The Explorer Member # 14778
posted
quote:Originally posted by MindoverMatter718:
Greening Of The Sahara Desert Triggered Early Human Migrations Out Of Africa
Among the key findings are that the Sahara desert and the Sahel were considerably wetter around 9,000, 50,000 and 120,000 years ago than at present, allowing for the growth of trees instead of grasses...
During three discrete periods, ca. 120,000-110,000 years, 50,000- 45,000 and 10,000-8,000 years ago, substantially more trees grew in Sahara and the Sahel, indicating significantly wetter conditions than at present. The two oldest periods exactly coincide with times when the earliest humans were migrating out of East Africa to northern Africa, the Middle East, Asia and eventually Europe...

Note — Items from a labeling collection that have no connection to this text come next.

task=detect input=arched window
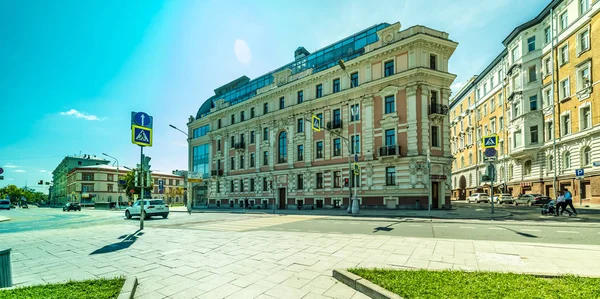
[581,146,592,166]
[563,151,571,169]
[523,160,531,175]
[278,131,287,163]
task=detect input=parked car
[0,199,10,210]
[125,199,169,219]
[467,193,490,203]
[513,193,552,206]
[63,202,81,212]
[494,193,514,204]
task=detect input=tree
[124,169,154,201]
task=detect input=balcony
[210,169,223,176]
[327,119,343,130]
[379,145,400,157]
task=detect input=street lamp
[169,124,192,215]
[338,60,360,214]
[102,153,121,210]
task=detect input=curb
[117,276,138,299]
[333,269,403,299]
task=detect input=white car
[125,199,169,219]
[467,193,490,203]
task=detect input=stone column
[406,85,419,156]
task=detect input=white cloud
[233,39,252,65]
[60,109,100,120]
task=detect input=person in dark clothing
[564,188,577,216]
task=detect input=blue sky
[0,0,549,191]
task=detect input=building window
[333,78,340,93]
[315,84,323,99]
[431,126,440,147]
[333,171,342,188]
[527,36,535,52]
[385,167,396,186]
[529,65,537,82]
[564,151,571,169]
[296,174,304,190]
[333,138,342,157]
[385,96,396,114]
[317,141,323,159]
[296,118,304,133]
[279,97,285,109]
[298,144,304,161]
[384,60,394,77]
[523,160,531,176]
[529,95,537,111]
[350,72,358,87]
[350,104,360,121]
[317,172,323,189]
[529,126,538,144]
[277,131,287,163]
[560,11,569,31]
[350,135,360,154]
[579,106,592,131]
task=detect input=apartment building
[450,0,600,204]
[188,23,457,209]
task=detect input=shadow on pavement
[90,229,144,255]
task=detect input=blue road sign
[131,111,153,128]
[131,125,152,146]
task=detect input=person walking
[564,188,577,216]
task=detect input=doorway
[279,188,286,210]
[431,182,440,209]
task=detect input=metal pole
[138,145,146,230]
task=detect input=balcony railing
[429,104,449,115]
[327,119,343,130]
[379,145,400,157]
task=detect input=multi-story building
[66,165,185,208]
[450,0,600,204]
[188,23,457,209]
[50,155,110,204]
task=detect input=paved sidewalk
[170,207,511,219]
[2,224,600,298]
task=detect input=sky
[0,0,549,191]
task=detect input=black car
[63,202,81,212]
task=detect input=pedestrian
[565,188,577,216]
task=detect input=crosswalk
[189,215,323,232]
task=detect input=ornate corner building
[188,23,457,209]
[450,0,600,204]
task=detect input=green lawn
[348,269,600,299]
[0,278,125,299]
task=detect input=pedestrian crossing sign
[483,135,498,148]
[131,125,152,146]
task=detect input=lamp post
[338,60,360,214]
[169,124,192,215]
[102,153,121,210]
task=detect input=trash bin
[0,248,12,288]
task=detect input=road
[0,204,600,245]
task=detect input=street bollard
[0,248,12,288]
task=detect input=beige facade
[188,23,457,209]
[451,0,600,204]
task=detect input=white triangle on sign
[135,130,150,142]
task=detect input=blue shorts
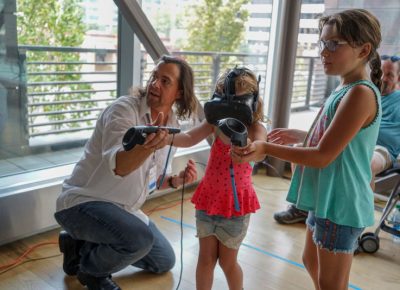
[306,212,364,254]
[196,210,250,250]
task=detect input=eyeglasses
[318,39,347,52]
[381,54,400,62]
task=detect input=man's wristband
[168,175,178,189]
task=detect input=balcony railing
[19,46,327,146]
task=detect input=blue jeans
[306,211,364,254]
[54,201,175,277]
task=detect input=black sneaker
[274,204,308,225]
[77,271,121,290]
[58,231,83,276]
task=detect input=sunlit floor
[0,170,400,290]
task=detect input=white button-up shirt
[57,96,179,224]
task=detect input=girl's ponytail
[369,50,382,91]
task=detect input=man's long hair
[136,55,198,120]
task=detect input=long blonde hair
[319,9,382,90]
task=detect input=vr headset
[204,68,258,126]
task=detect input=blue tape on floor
[161,216,362,290]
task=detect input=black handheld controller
[122,126,181,151]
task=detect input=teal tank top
[287,80,382,228]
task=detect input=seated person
[268,55,400,224]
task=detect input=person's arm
[234,86,378,168]
[268,128,307,145]
[168,120,213,147]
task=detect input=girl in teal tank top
[232,9,382,290]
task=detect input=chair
[357,166,400,254]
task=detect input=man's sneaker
[58,231,83,276]
[77,271,121,290]
[274,204,308,224]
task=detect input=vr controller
[122,126,181,151]
[217,118,247,147]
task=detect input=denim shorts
[196,210,250,250]
[306,212,364,254]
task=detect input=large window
[0,0,118,179]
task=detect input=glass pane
[142,0,273,107]
[290,0,400,129]
[0,0,118,177]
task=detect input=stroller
[357,166,400,254]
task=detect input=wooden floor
[0,172,400,290]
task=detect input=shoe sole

I question this prospect based on 1)the need for people to vacate because of the conditions of the Sahara, when said conditions are supposed to have been favarable. Favorable climate attracts/invites people, not press them to vacate it in the favor of other locals; and 2) the following data [previously posted on this site as well]...
posted
and there was not a single cracker that could be found in ANY part of Africa, the so called middle east, East Asia, southeast asia or India until AFTER 1500 BCE
It goes without saying that this holds true for the Americas, Austraila!

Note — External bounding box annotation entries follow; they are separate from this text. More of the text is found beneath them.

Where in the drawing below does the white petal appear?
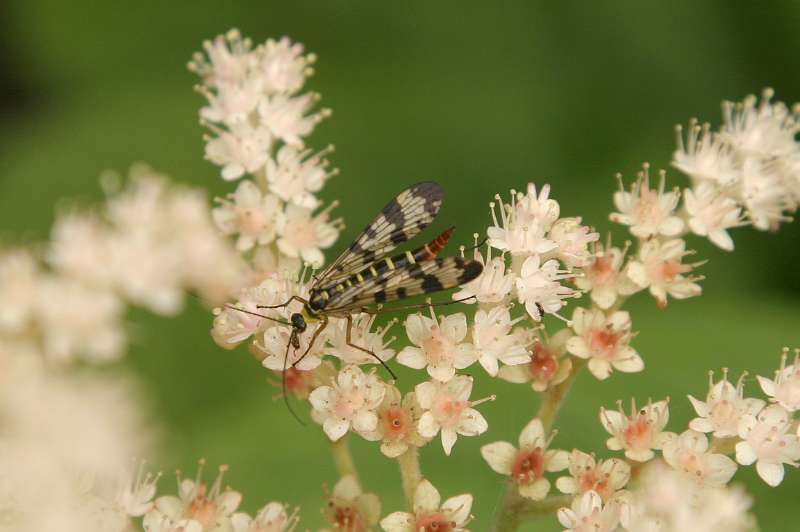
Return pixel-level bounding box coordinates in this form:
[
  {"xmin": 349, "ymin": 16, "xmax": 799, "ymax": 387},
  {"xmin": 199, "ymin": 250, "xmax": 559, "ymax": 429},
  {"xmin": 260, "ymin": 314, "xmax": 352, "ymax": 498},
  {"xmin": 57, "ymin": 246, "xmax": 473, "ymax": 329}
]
[{"xmin": 481, "ymin": 441, "xmax": 517, "ymax": 475}]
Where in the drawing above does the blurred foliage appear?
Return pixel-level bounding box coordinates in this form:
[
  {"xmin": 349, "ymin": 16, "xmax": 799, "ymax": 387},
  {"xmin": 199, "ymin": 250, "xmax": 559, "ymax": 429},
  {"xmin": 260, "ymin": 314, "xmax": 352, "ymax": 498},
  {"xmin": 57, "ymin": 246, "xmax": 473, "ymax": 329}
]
[{"xmin": 0, "ymin": 0, "xmax": 800, "ymax": 531}]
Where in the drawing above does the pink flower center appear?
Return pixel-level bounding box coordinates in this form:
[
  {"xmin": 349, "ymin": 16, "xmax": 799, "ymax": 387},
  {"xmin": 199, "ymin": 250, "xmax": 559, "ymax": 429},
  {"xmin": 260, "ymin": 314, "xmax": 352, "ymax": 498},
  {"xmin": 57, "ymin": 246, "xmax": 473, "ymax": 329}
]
[
  {"xmin": 511, "ymin": 447, "xmax": 544, "ymax": 484},
  {"xmin": 422, "ymin": 325, "xmax": 454, "ymax": 366},
  {"xmin": 589, "ymin": 327, "xmax": 622, "ymax": 359},
  {"xmin": 414, "ymin": 512, "xmax": 456, "ymax": 532},
  {"xmin": 528, "ymin": 344, "xmax": 558, "ymax": 382},
  {"xmin": 186, "ymin": 484, "xmax": 217, "ymax": 529},
  {"xmin": 381, "ymin": 406, "xmax": 411, "ymax": 441}
]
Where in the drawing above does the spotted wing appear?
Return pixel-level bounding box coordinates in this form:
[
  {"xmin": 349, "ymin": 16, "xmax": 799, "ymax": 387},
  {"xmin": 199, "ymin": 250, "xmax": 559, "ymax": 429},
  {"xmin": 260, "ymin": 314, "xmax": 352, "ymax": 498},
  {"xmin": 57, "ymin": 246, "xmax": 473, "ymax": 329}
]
[
  {"xmin": 325, "ymin": 256, "xmax": 483, "ymax": 316},
  {"xmin": 314, "ymin": 181, "xmax": 444, "ymax": 287}
]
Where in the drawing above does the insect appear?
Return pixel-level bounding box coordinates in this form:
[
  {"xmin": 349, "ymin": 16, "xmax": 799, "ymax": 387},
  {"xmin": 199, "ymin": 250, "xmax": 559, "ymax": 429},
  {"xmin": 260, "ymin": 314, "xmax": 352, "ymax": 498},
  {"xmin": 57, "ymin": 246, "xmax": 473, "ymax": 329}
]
[{"xmin": 230, "ymin": 181, "xmax": 483, "ymax": 416}]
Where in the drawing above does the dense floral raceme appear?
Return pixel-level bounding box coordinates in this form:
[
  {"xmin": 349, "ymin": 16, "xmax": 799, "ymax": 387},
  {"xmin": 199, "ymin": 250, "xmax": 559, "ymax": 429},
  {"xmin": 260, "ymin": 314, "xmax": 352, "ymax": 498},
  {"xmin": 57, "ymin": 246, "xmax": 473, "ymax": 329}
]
[{"xmin": 0, "ymin": 26, "xmax": 800, "ymax": 532}]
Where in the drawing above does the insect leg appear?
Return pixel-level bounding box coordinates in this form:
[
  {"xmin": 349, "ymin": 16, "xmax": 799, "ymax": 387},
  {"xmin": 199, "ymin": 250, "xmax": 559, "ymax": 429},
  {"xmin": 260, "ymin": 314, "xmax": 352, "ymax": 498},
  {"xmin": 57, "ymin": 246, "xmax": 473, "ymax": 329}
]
[
  {"xmin": 346, "ymin": 314, "xmax": 397, "ymax": 380},
  {"xmin": 292, "ymin": 314, "xmax": 328, "ymax": 367},
  {"xmin": 256, "ymin": 296, "xmax": 308, "ymax": 308},
  {"xmin": 281, "ymin": 329, "xmax": 305, "ymax": 426}
]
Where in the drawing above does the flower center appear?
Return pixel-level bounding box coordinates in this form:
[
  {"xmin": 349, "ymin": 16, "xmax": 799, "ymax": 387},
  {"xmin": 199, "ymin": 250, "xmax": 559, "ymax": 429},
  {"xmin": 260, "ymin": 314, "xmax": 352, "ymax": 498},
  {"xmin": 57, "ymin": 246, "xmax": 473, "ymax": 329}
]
[
  {"xmin": 511, "ymin": 447, "xmax": 544, "ymax": 484},
  {"xmin": 382, "ymin": 406, "xmax": 410, "ymax": 440},
  {"xmin": 414, "ymin": 512, "xmax": 456, "ymax": 532}
]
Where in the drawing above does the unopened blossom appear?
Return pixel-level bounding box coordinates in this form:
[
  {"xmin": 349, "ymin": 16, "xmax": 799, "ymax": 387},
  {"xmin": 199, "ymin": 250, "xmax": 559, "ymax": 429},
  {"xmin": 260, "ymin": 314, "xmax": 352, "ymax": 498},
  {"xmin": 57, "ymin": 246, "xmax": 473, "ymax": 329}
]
[
  {"xmin": 320, "ymin": 475, "xmax": 381, "ymax": 532},
  {"xmin": 758, "ymin": 349, "xmax": 800, "ymax": 412},
  {"xmin": 481, "ymin": 418, "xmax": 569, "ymax": 501},
  {"xmin": 688, "ymin": 368, "xmax": 766, "ymax": 438},
  {"xmin": 397, "ymin": 308, "xmax": 477, "ymax": 382},
  {"xmin": 153, "ymin": 460, "xmax": 242, "ymax": 532},
  {"xmin": 453, "ymin": 246, "xmax": 514, "ymax": 304},
  {"xmin": 556, "ymin": 449, "xmax": 631, "ymax": 501},
  {"xmin": 610, "ymin": 164, "xmax": 683, "ymax": 239},
  {"xmin": 516, "ymin": 255, "xmax": 579, "ymax": 321},
  {"xmin": 327, "ymin": 313, "xmax": 395, "ymax": 364},
  {"xmin": 278, "ymin": 202, "xmax": 342, "ymax": 268},
  {"xmin": 557, "ymin": 491, "xmax": 619, "ymax": 532},
  {"xmin": 600, "ymin": 399, "xmax": 675, "ymax": 462},
  {"xmin": 487, "ymin": 183, "xmax": 561, "ymax": 256},
  {"xmin": 472, "ymin": 306, "xmax": 530, "ymax": 377},
  {"xmin": 567, "ymin": 307, "xmax": 644, "ymax": 380},
  {"xmin": 497, "ymin": 329, "xmax": 572, "ymax": 392},
  {"xmin": 308, "ymin": 366, "xmax": 386, "ymax": 441},
  {"xmin": 672, "ymin": 119, "xmax": 739, "ymax": 186},
  {"xmin": 627, "ymin": 238, "xmax": 702, "ymax": 307},
  {"xmin": 364, "ymin": 384, "xmax": 428, "ymax": 458},
  {"xmin": 206, "ymin": 122, "xmax": 272, "ymax": 181},
  {"xmin": 381, "ymin": 479, "xmax": 472, "ymax": 532},
  {"xmin": 414, "ymin": 375, "xmax": 494, "ymax": 456},
  {"xmin": 684, "ymin": 183, "xmax": 743, "ymax": 251},
  {"xmin": 575, "ymin": 239, "xmax": 641, "ymax": 310},
  {"xmin": 662, "ymin": 429, "xmax": 736, "ymax": 486},
  {"xmin": 549, "ymin": 217, "xmax": 600, "ymax": 268},
  {"xmin": 231, "ymin": 502, "xmax": 300, "ymax": 532},
  {"xmin": 720, "ymin": 88, "xmax": 800, "ymax": 157},
  {"xmin": 736, "ymin": 405, "xmax": 800, "ymax": 487},
  {"xmin": 258, "ymin": 93, "xmax": 330, "ymax": 146},
  {"xmin": 619, "ymin": 461, "xmax": 754, "ymax": 532},
  {"xmin": 211, "ymin": 180, "xmax": 281, "ymax": 251},
  {"xmin": 266, "ymin": 144, "xmax": 338, "ymax": 209},
  {"xmin": 741, "ymin": 158, "xmax": 796, "ymax": 231},
  {"xmin": 254, "ymin": 37, "xmax": 316, "ymax": 94}
]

Oceania. Micronesia, Melanesia, and Polynesia. In other words the cracker can only be found where this pathetic abomination DEVOLVED by mating with 48 chromosome apes (Neanderthal, Denisova) and 42 chromosome monkeys (RH factor)
NOW YOU UNDERSTAND WHY THESE REPROBATES NEVER DISCUSS THEIR ANCESTRAL HOMELANDS
Djehuti Member # 6698
posted
^ Yeah well, you will always have Euronuts that talk about an indigenous 'Caca-soid' presence in prehistoric Africa. Who cares? In the mean time, I think Explorer and Takruri bring up a relevant point that despite rare instances of 'green' or wet phases in North Africa, the region has for the most part of human history been an arid and dry desert region. Which means biological adaptation to such a climate was and is primary to African populations first before it was anywhere else. So any idiocy of "negroids" or blacks only being adapted to humid areas and 'Caca-soids' of the desert really just has to end.